Une fois sa porte personnelle fermée et barrée, Arianne entreprit d’explorer son nouveau logis. Sa cellule était claire et spacieuse, et elle n’était pas dénuée de confort. Il y avait des tapis de Myr sur le sol, du vin rouge pour se désaltérer, des livres pour se distraire. Dans un angle était installée une somptueuse table de cyvosse, dont les différentes pièces étaient ciselées dans l’ivoire et l’onyx, mais eût-elle été tentée d’y jouer qu’elle n’avait pas de partenaire à sa disposition. Elle avait un lit de plume pour dormir, et un lieu d’aisances muni d’un siège de marbre et d’une corbeille pleine d’herbes qui aromatisaient l’atmosphère. Grâce à l’altitude, elle jouissait de vues splendides. L’une des fenêtres ouvrait sur l’est et lui permettait de contempler le lever du soleil sur la mer. L’autre, qui dominait la tour du Soleil, déroulait aussi sous ses yeux le panorama des Remparts lacis et de la Triple Porte au-delà.

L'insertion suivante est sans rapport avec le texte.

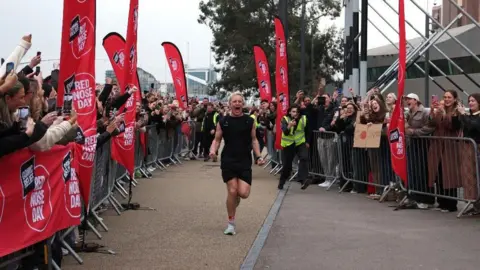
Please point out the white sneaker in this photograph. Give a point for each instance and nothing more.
(325, 184)
(230, 229)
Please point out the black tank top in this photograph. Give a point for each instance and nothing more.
(236, 153)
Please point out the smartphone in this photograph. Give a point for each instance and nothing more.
(23, 115)
(321, 100)
(9, 67)
(358, 99)
(67, 104)
(112, 114)
(323, 81)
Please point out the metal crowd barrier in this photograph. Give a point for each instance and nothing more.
(443, 170)
(323, 156)
(108, 178)
(166, 146)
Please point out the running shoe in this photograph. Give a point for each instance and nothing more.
(230, 229)
(305, 183)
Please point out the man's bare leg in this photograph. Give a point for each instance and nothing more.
(232, 195)
(243, 189)
(232, 189)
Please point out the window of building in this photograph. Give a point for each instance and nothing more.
(468, 64)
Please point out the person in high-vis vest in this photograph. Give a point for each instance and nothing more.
(294, 142)
(208, 129)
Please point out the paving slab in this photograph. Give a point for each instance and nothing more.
(318, 229)
(186, 231)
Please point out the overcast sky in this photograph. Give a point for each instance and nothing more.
(159, 21)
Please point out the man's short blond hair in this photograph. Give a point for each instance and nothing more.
(236, 93)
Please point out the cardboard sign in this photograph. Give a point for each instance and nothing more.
(367, 136)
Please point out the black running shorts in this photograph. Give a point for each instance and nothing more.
(245, 175)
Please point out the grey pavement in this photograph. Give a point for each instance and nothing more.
(318, 229)
(186, 231)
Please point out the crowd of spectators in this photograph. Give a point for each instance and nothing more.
(438, 162)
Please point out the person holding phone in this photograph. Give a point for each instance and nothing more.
(15, 141)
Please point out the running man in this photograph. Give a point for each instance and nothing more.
(239, 133)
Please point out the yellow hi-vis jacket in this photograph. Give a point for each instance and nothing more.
(296, 135)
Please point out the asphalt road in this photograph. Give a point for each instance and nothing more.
(318, 229)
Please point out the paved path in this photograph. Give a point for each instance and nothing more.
(317, 229)
(187, 230)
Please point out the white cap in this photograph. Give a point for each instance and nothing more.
(413, 96)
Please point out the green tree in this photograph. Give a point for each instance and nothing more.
(238, 25)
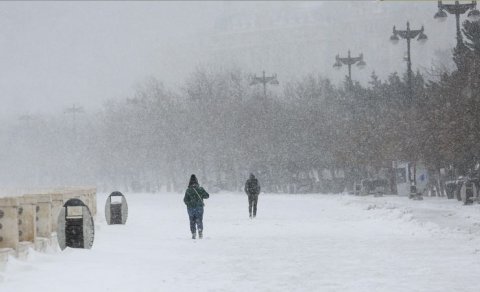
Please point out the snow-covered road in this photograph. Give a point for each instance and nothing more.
(296, 243)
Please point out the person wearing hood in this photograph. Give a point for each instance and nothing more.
(252, 189)
(194, 196)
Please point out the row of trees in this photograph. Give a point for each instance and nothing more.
(221, 128)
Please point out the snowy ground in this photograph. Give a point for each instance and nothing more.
(296, 243)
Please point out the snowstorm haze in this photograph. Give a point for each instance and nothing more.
(55, 54)
(139, 95)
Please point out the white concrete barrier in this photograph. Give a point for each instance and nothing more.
(9, 223)
(5, 253)
(27, 214)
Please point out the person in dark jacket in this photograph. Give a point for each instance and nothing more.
(194, 196)
(252, 188)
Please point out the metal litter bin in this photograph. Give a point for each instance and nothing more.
(75, 227)
(116, 209)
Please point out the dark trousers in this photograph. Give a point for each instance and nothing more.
(252, 204)
(196, 219)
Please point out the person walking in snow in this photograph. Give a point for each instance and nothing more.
(252, 188)
(193, 199)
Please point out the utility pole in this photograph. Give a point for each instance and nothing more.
(264, 80)
(349, 61)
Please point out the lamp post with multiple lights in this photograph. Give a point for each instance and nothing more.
(408, 34)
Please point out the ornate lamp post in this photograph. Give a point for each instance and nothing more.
(408, 34)
(457, 9)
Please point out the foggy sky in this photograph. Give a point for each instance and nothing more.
(55, 54)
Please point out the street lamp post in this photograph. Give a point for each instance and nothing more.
(349, 61)
(264, 80)
(408, 34)
(457, 9)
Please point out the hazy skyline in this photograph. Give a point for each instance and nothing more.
(56, 54)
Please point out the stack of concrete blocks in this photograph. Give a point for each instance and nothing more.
(27, 225)
(57, 205)
(30, 221)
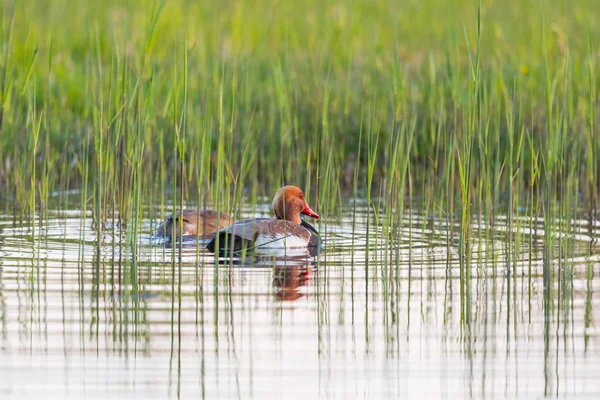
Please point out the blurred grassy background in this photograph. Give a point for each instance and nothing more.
(216, 97)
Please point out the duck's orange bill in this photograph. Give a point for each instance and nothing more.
(308, 211)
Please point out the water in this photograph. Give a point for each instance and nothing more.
(392, 321)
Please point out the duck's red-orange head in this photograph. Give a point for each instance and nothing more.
(289, 203)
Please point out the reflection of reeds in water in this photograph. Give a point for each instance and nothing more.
(288, 281)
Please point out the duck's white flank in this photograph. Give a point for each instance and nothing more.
(279, 240)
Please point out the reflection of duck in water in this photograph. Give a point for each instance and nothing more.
(287, 281)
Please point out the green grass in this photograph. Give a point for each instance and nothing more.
(143, 103)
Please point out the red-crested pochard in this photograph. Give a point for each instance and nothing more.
(202, 223)
(285, 232)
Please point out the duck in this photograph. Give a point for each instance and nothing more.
(273, 236)
(194, 223)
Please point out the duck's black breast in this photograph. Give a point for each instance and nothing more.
(314, 243)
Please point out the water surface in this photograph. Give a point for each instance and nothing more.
(379, 314)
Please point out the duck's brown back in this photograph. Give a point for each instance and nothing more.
(194, 222)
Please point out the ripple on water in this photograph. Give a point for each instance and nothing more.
(383, 312)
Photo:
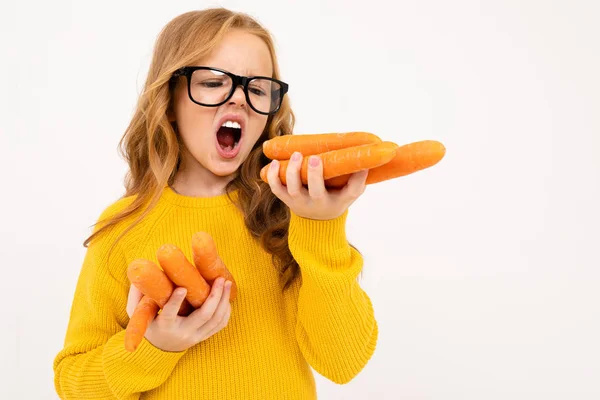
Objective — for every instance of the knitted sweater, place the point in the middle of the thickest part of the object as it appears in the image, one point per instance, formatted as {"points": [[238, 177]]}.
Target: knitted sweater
{"points": [[273, 338]]}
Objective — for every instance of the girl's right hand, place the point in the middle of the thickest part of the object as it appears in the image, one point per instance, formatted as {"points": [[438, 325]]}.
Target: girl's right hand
{"points": [[172, 332]]}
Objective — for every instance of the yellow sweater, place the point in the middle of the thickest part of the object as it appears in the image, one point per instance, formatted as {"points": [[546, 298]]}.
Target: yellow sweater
{"points": [[324, 321]]}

L’exploration des lieux lui prit moins de temps qu’il n’en aurait fallu pour lacer ses sandales, mais elle présenta l’avantage en tout cas de l’aider à refouler provisoirement ses pleurs. Elle découvrit une cuvette et une cruche d’eau fraîche pour se débarbouiller le visage et les mains, mais le récurage le plus minutieux n’aurait pas eu le pouvoir de la décrasser de tout son chagrin. Arys, songea-t-elle, mon blanc chevalier. Des larmes lui emplirent les yeux, et elle se retrouva subitement en train de pleurer, ravagée de sanglots de la tête aux pieds. Elle se ressouvint de la facilité avec laquelle la lourde hallebarde d’Hotah s’était frayé passage à travers la chair et les os de son amant, de la façon dont la tête de celui-ci s’était envolée dans l’espace en tournoyant sur elle-même. Qu’est-ce qui vous a pris d’agir de la sorte ? Pourquoi ce sacrifice insensé de votre existence ? Je ne vous ai jamais demandé de le faire, je ne l’ai jamais désiré, je voulais simplement… je voulais… je voulais…

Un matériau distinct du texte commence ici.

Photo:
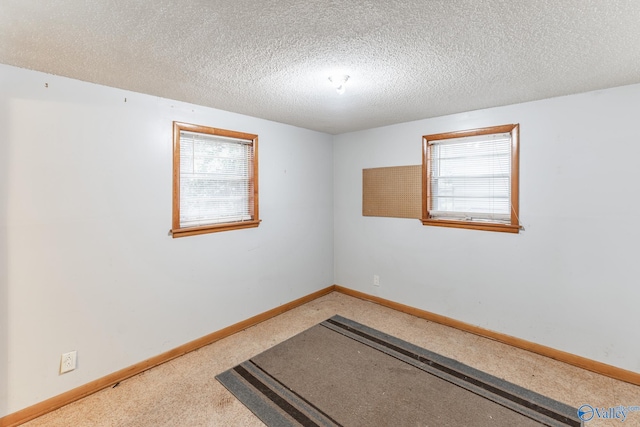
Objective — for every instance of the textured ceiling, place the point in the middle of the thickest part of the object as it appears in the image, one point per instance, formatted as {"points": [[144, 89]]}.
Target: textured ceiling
{"points": [[407, 60]]}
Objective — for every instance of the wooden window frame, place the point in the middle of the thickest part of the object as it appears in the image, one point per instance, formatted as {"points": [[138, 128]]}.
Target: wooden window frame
{"points": [[176, 230], [514, 225]]}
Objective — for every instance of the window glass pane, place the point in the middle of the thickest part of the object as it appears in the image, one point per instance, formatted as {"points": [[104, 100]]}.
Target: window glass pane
{"points": [[215, 180], [470, 177]]}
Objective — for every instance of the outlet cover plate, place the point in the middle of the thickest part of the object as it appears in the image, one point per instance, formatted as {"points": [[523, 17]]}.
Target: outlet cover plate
{"points": [[68, 361]]}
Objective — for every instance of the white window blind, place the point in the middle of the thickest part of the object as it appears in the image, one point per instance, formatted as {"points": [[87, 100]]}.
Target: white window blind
{"points": [[471, 178], [215, 179]]}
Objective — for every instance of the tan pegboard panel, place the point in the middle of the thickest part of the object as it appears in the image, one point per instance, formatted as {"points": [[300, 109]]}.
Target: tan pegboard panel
{"points": [[392, 192]]}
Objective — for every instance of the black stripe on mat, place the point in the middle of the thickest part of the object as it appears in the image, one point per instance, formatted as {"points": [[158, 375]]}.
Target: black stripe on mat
{"points": [[275, 398], [488, 387], [274, 379]]}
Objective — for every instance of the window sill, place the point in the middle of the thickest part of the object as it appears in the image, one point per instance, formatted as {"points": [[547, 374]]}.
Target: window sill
{"points": [[205, 229], [473, 225]]}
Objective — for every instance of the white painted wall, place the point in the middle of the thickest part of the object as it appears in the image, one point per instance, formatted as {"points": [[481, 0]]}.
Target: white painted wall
{"points": [[570, 281], [85, 207]]}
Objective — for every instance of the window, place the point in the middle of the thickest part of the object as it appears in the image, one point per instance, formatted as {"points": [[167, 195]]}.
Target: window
{"points": [[215, 180], [471, 179]]}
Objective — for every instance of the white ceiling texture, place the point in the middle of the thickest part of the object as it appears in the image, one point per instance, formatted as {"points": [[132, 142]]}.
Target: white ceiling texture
{"points": [[406, 60]]}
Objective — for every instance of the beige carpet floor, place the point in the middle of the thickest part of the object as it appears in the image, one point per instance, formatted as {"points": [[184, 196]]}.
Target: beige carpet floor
{"points": [[184, 392]]}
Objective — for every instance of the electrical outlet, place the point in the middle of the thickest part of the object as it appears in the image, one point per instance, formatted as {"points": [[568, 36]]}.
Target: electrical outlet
{"points": [[68, 361]]}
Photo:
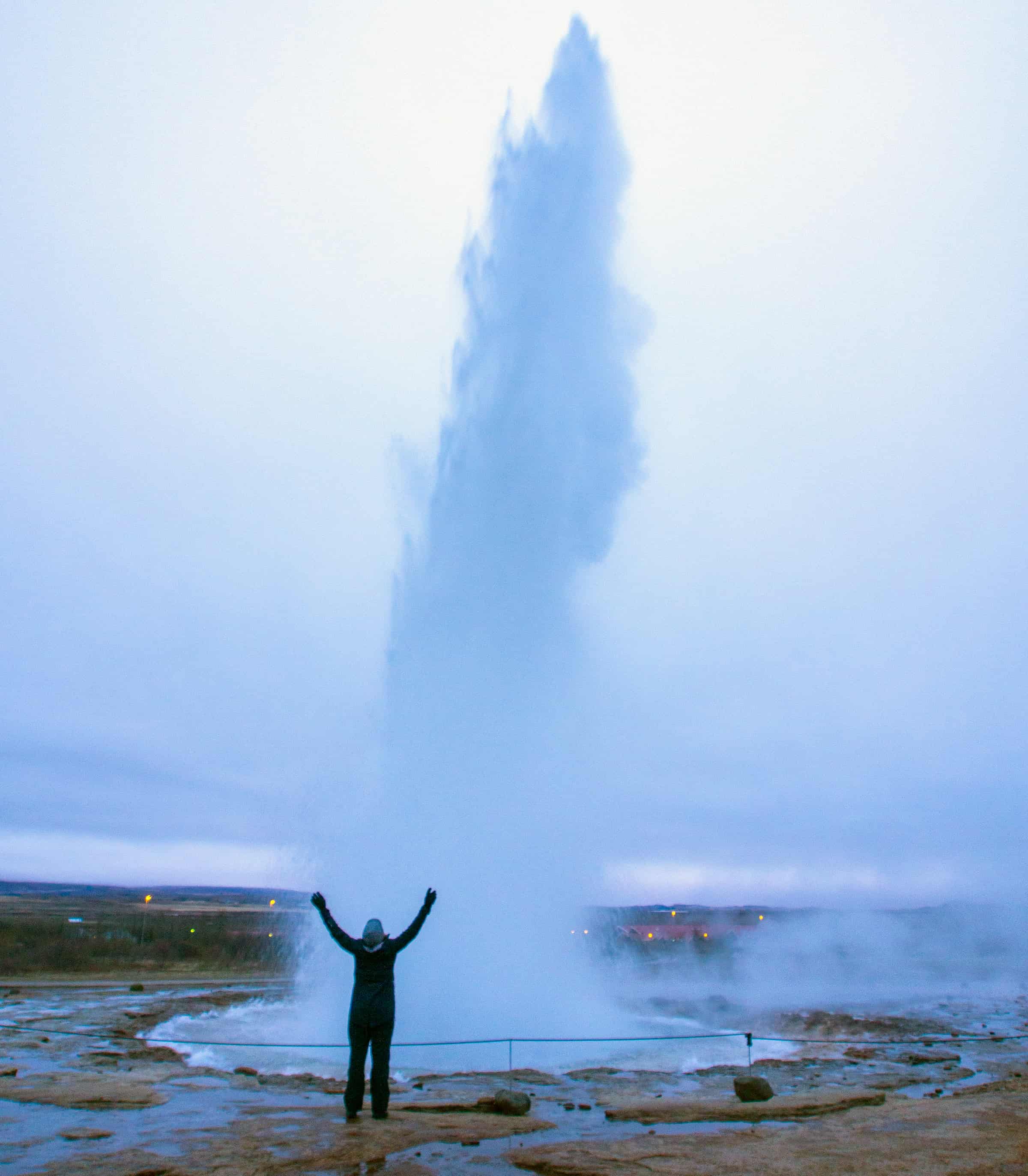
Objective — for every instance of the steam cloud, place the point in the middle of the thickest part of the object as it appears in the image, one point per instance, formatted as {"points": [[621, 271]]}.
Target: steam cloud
{"points": [[533, 461]]}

Elle s’endormit à force de pleurer, cette nuit-là, pour la première fois, sinon la dernière. Elle ne trouva pas de paix même dans ses rêves. Elle rêva d’Arys du Rouvre en train de la caresser, de lui sourire, de lui dire qu’il l’adorait… mais les carreaux étaient cependant déjà fichés dans son corps, et ses plaies suintaient, teignant peu à peu d’écarlate, inexorablement, ses blancs. Une part d’elle-même avait conscience qu’il ne s’agissait que d’un cauchemar, alors même qu’elle en était la proie. Le matin venu, tout cela s’évanouira, se disait-elle, mais lorsque survint le matin, elle se trouvait toujours dans sa cellule, ser Arys était toujours bel et bien mort, et Myrcella… Jamais je n’ai voulu cela, jamais. Je ne voulais aucun mal à la petite. Tout ce que je voulais, c’était qu’elle soit reine. Si nous n’avions pas été trahis…

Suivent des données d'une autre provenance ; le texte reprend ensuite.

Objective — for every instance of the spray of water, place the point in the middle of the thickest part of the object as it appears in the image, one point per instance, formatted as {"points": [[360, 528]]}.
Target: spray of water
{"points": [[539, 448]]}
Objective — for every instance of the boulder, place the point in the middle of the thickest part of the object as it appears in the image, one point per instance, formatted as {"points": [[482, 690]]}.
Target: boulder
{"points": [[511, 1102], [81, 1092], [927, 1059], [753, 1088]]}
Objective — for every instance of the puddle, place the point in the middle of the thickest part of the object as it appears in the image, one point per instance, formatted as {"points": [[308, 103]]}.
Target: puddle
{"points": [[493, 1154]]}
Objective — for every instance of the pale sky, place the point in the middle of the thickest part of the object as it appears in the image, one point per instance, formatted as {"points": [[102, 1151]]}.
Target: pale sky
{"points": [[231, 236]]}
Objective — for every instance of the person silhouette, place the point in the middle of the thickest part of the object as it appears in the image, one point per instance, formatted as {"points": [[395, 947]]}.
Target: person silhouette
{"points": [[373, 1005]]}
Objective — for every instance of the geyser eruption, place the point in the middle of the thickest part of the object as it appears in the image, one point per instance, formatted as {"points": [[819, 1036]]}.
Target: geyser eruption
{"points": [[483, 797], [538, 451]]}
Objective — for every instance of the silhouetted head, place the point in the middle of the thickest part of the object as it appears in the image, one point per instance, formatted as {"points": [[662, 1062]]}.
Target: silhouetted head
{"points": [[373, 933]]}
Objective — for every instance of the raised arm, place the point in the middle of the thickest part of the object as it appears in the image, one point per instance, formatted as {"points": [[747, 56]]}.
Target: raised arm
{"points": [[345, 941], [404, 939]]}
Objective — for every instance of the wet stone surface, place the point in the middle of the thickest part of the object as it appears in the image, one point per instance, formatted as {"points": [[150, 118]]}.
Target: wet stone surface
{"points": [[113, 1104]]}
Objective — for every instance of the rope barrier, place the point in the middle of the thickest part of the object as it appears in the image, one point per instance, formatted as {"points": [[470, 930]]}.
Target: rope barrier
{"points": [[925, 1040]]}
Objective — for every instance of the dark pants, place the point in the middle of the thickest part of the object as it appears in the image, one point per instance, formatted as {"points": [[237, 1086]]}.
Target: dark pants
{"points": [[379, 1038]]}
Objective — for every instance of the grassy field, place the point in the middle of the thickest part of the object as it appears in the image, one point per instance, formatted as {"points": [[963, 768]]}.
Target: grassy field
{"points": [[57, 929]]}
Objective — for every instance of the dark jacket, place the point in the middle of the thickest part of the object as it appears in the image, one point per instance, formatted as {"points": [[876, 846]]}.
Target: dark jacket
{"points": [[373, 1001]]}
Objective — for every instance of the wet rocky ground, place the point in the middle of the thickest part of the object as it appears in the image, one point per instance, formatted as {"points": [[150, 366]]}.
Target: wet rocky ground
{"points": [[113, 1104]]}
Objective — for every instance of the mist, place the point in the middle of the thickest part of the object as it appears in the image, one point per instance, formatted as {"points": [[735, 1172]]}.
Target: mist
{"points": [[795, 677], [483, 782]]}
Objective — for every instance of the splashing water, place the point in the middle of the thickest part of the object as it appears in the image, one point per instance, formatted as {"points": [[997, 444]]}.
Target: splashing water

« Quelqu’un a bavardé », avait dit Hotah. Ce souvenir la rendait encore furieuse. Elle s’y cramponnait pour entretenir la flamme dans son cœur. La fureur valait mieux que les larmes, mieux que le chagrin, mieux que les remords. Quelqu’un avait bavardé, quelqu’un en qui elle avait eu confiance. Arys du Rouvre était mort à cause de cela, victime des chuchotements du traître autant que de la hallebarde du capitaine. Le sang qui ruisselait sur la figure de Myrcella, ç’avait été, cela aussi, l’ouvrage du traître. Quelqu’un avait bavardé, quelqu’un qu’Arianne avait aimé. Et c’était, de toutes les blessures, la plus cruelle.